She was always very critical of me as a child and didn't show too much interest in me, preferring men. She moved a "lodger" who was actually a boyfriend into our family home when I was around 11 and proceeded to play Dad off against him.
I moved out at 18 and pretty much stayed low contact, she never reached out to me. I did an experiment once, that was to see how long it would be before she contacted me - no arguments, I was quite dutiful, albeit frustrated by the random man in my house, and it was 5 years. I subsequently moved overseas and have been gone for more than 25 years.

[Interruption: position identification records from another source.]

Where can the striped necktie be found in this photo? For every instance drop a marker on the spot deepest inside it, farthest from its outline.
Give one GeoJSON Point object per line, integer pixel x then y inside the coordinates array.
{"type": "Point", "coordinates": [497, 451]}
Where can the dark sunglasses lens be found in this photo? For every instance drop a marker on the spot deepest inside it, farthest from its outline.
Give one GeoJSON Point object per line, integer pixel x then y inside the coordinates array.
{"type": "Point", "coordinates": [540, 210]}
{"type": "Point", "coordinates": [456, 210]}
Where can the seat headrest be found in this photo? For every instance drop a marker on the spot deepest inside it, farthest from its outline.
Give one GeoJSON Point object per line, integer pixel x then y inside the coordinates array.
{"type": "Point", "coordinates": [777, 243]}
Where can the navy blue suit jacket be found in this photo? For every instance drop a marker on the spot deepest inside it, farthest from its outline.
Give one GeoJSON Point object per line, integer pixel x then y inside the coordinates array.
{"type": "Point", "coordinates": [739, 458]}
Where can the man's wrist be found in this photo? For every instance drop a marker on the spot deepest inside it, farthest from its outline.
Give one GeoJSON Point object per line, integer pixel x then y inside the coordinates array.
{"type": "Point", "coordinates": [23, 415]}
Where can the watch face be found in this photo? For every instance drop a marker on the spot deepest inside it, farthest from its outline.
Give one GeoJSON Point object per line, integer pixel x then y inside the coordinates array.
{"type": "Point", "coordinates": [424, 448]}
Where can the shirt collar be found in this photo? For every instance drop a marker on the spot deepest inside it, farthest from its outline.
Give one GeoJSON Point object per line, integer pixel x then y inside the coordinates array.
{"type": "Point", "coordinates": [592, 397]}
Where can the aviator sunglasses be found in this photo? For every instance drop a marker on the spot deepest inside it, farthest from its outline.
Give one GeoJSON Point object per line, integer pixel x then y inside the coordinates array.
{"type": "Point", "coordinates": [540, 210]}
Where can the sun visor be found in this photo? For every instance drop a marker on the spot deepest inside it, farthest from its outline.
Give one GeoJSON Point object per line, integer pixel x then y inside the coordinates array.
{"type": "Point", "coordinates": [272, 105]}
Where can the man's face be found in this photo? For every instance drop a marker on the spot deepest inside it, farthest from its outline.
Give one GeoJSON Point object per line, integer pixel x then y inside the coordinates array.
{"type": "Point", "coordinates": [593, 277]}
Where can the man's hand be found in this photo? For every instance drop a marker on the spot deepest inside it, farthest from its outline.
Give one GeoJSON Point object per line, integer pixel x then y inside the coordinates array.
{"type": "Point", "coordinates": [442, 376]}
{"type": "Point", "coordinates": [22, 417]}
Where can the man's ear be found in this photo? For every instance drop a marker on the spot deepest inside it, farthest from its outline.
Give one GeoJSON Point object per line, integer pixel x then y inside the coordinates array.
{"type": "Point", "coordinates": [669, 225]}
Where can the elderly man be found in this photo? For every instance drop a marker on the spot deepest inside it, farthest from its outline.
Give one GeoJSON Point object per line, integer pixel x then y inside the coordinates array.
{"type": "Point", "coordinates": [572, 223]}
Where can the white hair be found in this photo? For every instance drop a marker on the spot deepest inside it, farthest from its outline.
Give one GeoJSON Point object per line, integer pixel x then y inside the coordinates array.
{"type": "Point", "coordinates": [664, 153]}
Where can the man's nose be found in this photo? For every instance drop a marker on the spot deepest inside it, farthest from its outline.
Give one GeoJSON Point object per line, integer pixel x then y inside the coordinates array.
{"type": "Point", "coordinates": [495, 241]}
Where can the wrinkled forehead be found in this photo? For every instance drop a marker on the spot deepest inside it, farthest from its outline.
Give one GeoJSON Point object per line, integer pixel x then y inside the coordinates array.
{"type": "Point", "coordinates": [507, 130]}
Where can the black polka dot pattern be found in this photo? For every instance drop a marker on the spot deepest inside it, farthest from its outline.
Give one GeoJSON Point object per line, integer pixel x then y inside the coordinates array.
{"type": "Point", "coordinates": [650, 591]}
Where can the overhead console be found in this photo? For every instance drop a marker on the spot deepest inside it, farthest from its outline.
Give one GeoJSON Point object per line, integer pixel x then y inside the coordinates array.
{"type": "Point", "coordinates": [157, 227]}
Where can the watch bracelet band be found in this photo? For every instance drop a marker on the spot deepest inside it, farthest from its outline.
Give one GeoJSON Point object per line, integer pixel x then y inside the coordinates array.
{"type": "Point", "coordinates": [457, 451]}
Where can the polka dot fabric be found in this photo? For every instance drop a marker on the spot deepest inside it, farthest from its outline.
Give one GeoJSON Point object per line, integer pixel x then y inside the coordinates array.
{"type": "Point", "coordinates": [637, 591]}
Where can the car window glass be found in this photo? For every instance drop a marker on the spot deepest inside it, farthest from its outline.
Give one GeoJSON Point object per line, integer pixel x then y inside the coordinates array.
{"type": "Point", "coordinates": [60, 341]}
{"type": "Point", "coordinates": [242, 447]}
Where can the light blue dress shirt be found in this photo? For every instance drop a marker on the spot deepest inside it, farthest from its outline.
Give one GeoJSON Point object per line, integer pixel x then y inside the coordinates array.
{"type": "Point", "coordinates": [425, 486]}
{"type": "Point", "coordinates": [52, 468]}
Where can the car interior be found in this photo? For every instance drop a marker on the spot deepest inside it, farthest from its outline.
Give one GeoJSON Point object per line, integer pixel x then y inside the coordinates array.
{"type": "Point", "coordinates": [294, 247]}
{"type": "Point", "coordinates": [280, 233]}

I'm back in the UK now and she has been ill after quite a large operation, so I've just spent the last 3 months supporting her in her home. For this I had to leave DD behind during her A levels (DD is close to 20 due to our relocation so not as bad as this may sound). It's been an absolute nightmare. I work a 10-12 hour day running a large global team and support DD on my own financially.
She spent the whole time criticizing me. I wasn't available to her, I was rubbish at looking after her garden, the food wasn't good enough, I'm terrible with men (her obsession), she was too worried to ask me for something during the day, the bed isn't made correctly, the hallway needed hoovering, I was over-watering/under-watering - it was relentless. I was trying to run two houses, DD remotely and my day job and rushing out between Zooms to offer her water, run to grab prescriptions, dash to M&S during "lunch", make home made food etc and it was incredibly stressful. The slightest twinge involved me taking her to the doctor for a 1-2 hour round trip during the working day and they would without fail say there was nothing wrong.
After 3 months I set up a team of carers to visit her every day at a not inconsiderable cost. Her sister is there with her now for a week - able to give her attention all day - and all of a sudden she can open the dishwasher, can walk her dog, is eating, feels she is getting better and "what on earth are those carers going to do every day". I feel literally murderous. She made a good number of tinkly laugh jabs about how shit I was while I was up there this evening while lapping up all the attention her sister can devote to her.
Also, while I was up there I did another little test - I mentioned I was getting chest pains, which I am. She completely dismissed it and hasn't mentioned it since. I need to get to the GP.
Oh and she's only got photos of Dad, "Lodger" and the most recent boyfriend up. yes, the one she met at "Lodgers" funeral. She's 79 and these three months have been the longest I've been with her since I was 18.
Thoughts? NPD or just somebody difficult?